Jane walked ahead as usual, selected a place and flopped down, stretching her legs out and leaning back on her hands, looking up at us.

“This do you?”

I nodded, and joined her. She lay back, slid her hand down into her front jeans pocket and fished out a small bag of grass.

“Bought that last night. Didn’t need to open it.”

She chucked it over to Em to start building up while we chugged the rest of the pop, which was warm and too sweet by now, but at least it was liquid. I felt it hit the top of my stomach and make it lurch, like there was no more room, and I stopped then and passed it on.

The weed was light and mellow after the black stuff we’d been smoking the night before. It tasted of warm evenings and camp fires and pine woods. It spread a gentle hand rght to the tips of my toes and my fingers and I uncrossed my legs and stretched them out to feel it better; arched my back and then lowered onto the ground, slowly, placing each vertebra down in turn, feeling my muscles relax and thank me until I was down.

We lay on the grass looking up at the sky with the sounds of kids and Saturday football drifting over our heads.
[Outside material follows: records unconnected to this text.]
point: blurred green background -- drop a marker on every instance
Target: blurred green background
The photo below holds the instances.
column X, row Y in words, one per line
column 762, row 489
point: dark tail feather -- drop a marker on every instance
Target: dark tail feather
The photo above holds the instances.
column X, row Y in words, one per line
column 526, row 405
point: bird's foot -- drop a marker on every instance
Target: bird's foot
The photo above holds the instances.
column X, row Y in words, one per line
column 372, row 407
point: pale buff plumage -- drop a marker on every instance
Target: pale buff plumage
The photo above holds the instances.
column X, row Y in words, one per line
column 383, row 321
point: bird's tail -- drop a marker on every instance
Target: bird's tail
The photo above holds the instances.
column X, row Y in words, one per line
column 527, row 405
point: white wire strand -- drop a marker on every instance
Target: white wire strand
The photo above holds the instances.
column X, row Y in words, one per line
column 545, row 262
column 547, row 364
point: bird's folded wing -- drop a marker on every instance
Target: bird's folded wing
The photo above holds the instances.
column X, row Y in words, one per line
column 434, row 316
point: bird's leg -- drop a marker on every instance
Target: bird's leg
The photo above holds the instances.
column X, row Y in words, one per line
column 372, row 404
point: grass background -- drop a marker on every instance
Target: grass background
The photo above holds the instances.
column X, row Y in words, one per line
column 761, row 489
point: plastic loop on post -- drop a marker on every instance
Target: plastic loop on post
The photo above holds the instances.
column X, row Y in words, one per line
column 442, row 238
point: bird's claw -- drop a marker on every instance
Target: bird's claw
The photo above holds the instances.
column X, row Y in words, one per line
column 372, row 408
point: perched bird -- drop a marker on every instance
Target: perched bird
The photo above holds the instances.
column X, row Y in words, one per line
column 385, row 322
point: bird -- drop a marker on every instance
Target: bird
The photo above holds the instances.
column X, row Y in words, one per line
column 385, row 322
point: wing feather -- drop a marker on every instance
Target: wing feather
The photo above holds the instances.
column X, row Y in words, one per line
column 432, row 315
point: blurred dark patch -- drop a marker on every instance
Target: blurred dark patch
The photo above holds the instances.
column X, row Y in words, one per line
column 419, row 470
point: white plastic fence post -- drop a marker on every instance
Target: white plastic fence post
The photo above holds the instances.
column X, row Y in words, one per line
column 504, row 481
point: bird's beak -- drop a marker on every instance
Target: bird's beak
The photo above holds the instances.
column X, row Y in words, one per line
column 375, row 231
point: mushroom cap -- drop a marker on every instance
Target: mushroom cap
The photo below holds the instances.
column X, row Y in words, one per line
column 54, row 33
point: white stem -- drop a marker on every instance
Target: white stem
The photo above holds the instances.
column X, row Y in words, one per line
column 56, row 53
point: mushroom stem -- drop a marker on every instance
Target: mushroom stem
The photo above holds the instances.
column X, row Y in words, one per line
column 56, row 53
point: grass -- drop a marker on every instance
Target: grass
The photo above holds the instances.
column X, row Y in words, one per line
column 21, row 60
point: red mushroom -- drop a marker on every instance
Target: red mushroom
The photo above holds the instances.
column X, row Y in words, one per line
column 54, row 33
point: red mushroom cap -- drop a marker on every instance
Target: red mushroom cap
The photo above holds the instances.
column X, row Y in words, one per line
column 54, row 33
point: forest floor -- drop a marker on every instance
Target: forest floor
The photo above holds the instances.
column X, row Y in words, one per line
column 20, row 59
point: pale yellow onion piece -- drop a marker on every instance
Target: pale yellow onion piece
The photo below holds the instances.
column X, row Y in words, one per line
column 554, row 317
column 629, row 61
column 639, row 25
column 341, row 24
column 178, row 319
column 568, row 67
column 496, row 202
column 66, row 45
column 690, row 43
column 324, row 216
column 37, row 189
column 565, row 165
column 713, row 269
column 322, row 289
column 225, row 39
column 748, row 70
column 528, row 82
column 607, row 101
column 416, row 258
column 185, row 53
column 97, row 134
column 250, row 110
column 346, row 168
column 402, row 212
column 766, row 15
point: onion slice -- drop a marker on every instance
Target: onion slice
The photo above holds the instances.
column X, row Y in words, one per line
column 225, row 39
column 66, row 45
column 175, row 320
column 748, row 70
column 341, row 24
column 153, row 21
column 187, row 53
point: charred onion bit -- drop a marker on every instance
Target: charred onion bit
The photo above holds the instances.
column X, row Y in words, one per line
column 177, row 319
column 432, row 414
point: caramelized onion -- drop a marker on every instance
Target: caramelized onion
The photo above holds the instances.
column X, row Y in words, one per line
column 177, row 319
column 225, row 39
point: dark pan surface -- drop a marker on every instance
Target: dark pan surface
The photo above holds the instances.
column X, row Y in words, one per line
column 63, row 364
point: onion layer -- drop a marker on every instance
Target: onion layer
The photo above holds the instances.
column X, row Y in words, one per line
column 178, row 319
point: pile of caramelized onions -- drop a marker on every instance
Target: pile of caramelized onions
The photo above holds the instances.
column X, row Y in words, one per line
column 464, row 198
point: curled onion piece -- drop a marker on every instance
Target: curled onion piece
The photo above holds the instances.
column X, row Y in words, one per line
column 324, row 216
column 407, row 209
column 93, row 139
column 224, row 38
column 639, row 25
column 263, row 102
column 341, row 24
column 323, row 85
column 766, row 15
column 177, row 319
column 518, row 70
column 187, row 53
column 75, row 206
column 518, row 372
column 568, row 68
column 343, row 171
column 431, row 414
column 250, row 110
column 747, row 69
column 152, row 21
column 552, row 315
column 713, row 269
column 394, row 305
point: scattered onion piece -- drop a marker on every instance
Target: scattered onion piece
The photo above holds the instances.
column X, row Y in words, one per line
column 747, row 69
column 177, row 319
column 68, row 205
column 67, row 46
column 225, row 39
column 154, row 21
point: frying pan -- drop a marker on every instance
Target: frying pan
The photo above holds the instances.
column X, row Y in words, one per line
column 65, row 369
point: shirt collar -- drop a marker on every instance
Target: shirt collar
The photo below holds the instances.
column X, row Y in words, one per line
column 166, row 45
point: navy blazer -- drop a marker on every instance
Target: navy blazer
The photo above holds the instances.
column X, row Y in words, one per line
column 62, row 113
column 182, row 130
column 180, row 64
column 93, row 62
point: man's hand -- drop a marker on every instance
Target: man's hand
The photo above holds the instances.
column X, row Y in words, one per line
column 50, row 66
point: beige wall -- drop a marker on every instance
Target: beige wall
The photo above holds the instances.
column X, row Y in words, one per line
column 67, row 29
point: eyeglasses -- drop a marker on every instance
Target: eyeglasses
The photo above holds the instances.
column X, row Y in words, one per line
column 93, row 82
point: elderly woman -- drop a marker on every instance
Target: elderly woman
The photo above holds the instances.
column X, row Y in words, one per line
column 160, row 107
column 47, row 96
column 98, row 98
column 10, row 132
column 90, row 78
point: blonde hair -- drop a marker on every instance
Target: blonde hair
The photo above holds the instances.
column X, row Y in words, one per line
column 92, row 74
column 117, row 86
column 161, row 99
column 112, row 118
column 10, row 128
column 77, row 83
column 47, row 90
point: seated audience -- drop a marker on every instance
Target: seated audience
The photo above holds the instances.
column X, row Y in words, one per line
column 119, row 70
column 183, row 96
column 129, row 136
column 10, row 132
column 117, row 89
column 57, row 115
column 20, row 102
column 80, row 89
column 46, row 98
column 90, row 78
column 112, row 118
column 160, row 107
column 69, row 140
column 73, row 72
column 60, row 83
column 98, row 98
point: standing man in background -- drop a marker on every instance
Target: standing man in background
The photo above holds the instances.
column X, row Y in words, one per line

I could feel the whole world at my fingertips, seeping up my arms into my head and heart. I remembered coming here with my mum when I was little and thinking the other kids were so big, so grown up and I would never be like them. She used to put me on the baby swing and sing to me but Dad would let me go on the big swings and push me so high I thought I would take off and I’d scream for him to stop.

I felt something touch my arm and turned my head to look. It was Jane, who’d wriggled over to my side. She had the whizz in her hand and she passed it over for me to dab into.

“Do you want to see something cool?” she asked in a whisper.

I nodded and sat up, she shushed me and pointed to Em, asleep on the grass, already a faint blush of sunburn on the cheek she’d turned to the sun. She had her thumb in her mouth. I looked around for something to cover her face with but there wasn’t anything.

We stood up and started to walk away. Just then I remembered the letter and ran back, taking it out of my pocket as I reached Em. Her skin was so soft, a blonde down covering her cheeks, which usually looked so milky pale against those rosy lips. I bent down quickly and kissed her gently, then carefully balanced the envelope across her face to make a little shade and ran back to where Jane was waiting.